Strat B = 1.0 * 0.128 = 0.128

total = 0.706 + 0.128 = 0.834

Note that all of the calculations above are in proportions, not numbers of individuals

freq Strat A = 0.706 / 0.834 = 0.846

freq Strat A = 0.128 / 0.834 = 0.154

(d) At present, is the population size as a whole increasing, declining, or steady? ANS: the population is declining -- from 975 to 853. While the population is declining, at the same time it is evolving more towards strategy B!
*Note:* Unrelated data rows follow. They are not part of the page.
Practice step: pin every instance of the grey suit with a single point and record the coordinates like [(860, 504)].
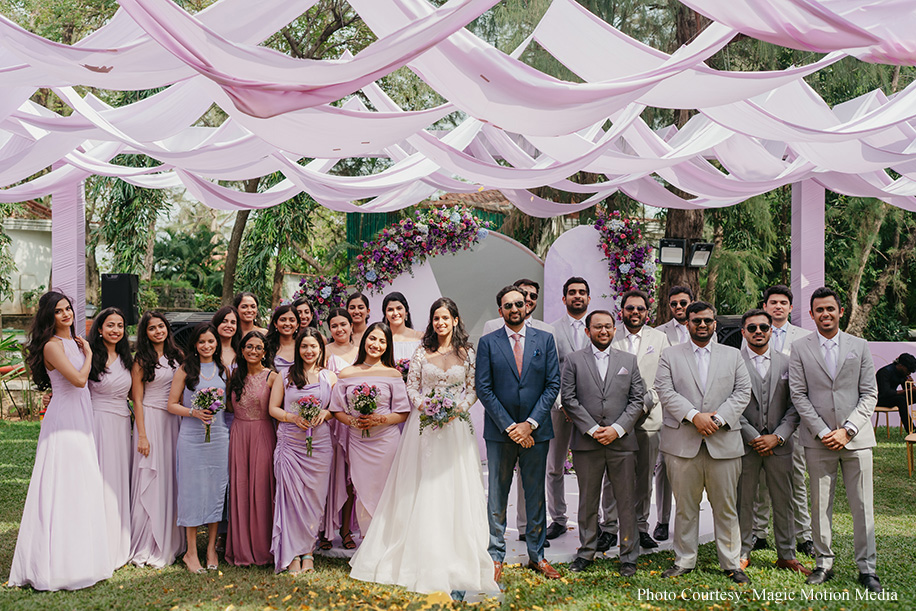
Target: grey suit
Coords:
[(696, 462), (770, 411), (618, 400), (827, 404), (648, 353)]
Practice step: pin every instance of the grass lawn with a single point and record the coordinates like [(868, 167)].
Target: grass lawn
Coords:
[(599, 588)]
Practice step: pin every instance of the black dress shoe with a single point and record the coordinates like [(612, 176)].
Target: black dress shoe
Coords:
[(870, 582), (819, 576), (675, 571), (579, 564), (555, 530), (806, 548), (738, 576), (646, 541), (606, 541)]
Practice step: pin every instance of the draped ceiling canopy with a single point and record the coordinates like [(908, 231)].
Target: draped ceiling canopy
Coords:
[(517, 128)]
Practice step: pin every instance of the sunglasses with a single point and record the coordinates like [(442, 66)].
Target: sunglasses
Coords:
[(753, 328), (702, 321)]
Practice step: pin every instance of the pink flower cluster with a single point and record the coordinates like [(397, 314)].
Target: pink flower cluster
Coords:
[(631, 261)]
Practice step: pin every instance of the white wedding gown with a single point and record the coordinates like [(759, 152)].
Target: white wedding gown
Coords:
[(430, 531)]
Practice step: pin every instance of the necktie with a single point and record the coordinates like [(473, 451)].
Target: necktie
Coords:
[(517, 351), (830, 356)]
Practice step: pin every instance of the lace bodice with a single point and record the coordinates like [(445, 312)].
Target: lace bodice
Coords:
[(433, 372)]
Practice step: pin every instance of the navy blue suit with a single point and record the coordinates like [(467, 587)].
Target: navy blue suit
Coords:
[(508, 399)]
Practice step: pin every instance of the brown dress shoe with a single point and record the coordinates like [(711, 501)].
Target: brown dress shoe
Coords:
[(543, 567), (793, 565)]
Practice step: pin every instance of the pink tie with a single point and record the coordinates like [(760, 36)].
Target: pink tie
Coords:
[(517, 351)]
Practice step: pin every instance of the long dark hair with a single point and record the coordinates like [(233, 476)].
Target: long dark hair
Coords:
[(297, 371), (399, 298), (218, 319), (100, 351), (237, 380), (192, 362), (40, 333), (388, 356), (459, 336), (272, 341), (146, 355)]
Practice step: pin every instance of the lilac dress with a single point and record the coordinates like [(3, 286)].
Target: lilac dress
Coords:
[(111, 425), (302, 480), (155, 538), (371, 457), (63, 539)]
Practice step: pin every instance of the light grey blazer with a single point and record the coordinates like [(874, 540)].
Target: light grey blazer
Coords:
[(589, 401), (823, 402), (651, 344), (728, 392), (780, 418)]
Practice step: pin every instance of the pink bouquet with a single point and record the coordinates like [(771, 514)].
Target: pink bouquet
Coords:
[(210, 399)]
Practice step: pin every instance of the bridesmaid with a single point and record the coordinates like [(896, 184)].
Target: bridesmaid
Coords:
[(246, 304), (406, 339), (109, 387), (307, 316), (155, 538), (251, 452), (281, 337), (63, 538), (302, 477), (373, 439), (203, 472)]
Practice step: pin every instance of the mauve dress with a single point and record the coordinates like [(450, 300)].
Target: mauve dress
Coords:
[(63, 539), (371, 457), (251, 473), (302, 480), (111, 426), (203, 468), (155, 538)]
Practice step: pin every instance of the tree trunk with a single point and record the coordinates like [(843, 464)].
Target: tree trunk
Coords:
[(235, 243)]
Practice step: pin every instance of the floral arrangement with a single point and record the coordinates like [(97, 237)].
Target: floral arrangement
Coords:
[(309, 408), (362, 401), (631, 261), (323, 293), (430, 232), (210, 399), (439, 408)]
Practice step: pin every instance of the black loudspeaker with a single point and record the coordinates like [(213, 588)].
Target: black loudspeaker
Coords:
[(120, 291)]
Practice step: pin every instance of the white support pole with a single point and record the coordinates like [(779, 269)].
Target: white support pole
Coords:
[(808, 223), (68, 248)]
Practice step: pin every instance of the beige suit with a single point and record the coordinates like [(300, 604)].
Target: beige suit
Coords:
[(696, 462), (827, 403)]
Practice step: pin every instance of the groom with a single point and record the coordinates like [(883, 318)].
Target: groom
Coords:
[(518, 378)]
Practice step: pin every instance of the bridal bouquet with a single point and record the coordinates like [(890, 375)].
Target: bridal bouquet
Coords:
[(439, 408), (362, 401), (309, 408), (210, 399)]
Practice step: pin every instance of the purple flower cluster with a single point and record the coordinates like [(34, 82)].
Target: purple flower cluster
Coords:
[(397, 249), (631, 261)]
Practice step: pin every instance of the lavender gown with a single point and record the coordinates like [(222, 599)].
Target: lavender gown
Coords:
[(371, 457), (63, 539), (155, 538), (111, 426), (302, 480)]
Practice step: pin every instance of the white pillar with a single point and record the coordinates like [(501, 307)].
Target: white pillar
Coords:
[(808, 206), (68, 248)]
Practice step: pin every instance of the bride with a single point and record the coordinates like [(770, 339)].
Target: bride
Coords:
[(430, 533)]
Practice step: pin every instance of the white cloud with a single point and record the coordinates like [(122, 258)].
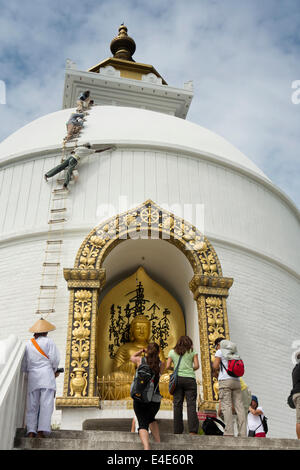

(e) If evolution continues and if the relative fitnesses of the two strategies remain the same, predict what will happen to the population as a whole -- will it increase, decrease or remain the same? ANS: the population will continue to decline until most A strategists are gone (since they only leave 0.85 offspring), When the frequency of strategy B (which leaves 1.05 offspring) reaches a certain point the population will begin increasing again. In our example, this happens at about generation #15 (note in this graph, the total population size is expressed relatively to the first generation):

Note that this particular pattern is not required for evolution to work -- it is possible that a population could be increasing the entire time one strategy was out-competing another!